“The little girl who accompanied Mrs. Grose appeared to me on the spot a creature so charming as to make it a great fortune to have to do with her. She was the most beautiful child I had ever seen…”
“Miss Jessel stood before us on the opposite bank exactly as she had stood the other time, and I remember, strangely, as the first feeling now produced in me, my thrill of joy at having brought on a proof. She was there, and I was justified; she was there, and I was neither cruel nor mad. She was there for poor scared Mrs. Grose, but she was there most for Flora ...”

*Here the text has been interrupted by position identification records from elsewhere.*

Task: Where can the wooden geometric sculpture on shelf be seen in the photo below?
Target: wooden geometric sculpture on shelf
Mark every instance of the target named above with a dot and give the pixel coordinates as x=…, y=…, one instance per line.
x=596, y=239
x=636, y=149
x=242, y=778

“To gaze into the depths of blue of the child’s eyes and pronounce their loveliness a trick of premature cunning was to be guilty of a cynicism in preference to which I naturally preferred to abjure my judgment and, so far as might be, my agitation. I couldn’t abjure for merely wanting to, but I could repeat to Mrs. Grose—as I did there, over and over, in the small hours—that with their voices in the air, their pressure on one’s heart, and their fragrant faces against one’s cheek, everything fell to the ground but their incapacity and their beauty.”
″‘I don’t know what you mean. I see nobody. I see nothing. I never have. I think you’re cruel. I don’t like you!’ Then, after this deliverance, which might have been that of a vulgarly pert little girl in the street, she hugged Mrs. Grose more closely and buried in her skirts the dreadful little face. In this position she produced an almost furious wail. ‘Take me away, take me away—oh, take me away from her!’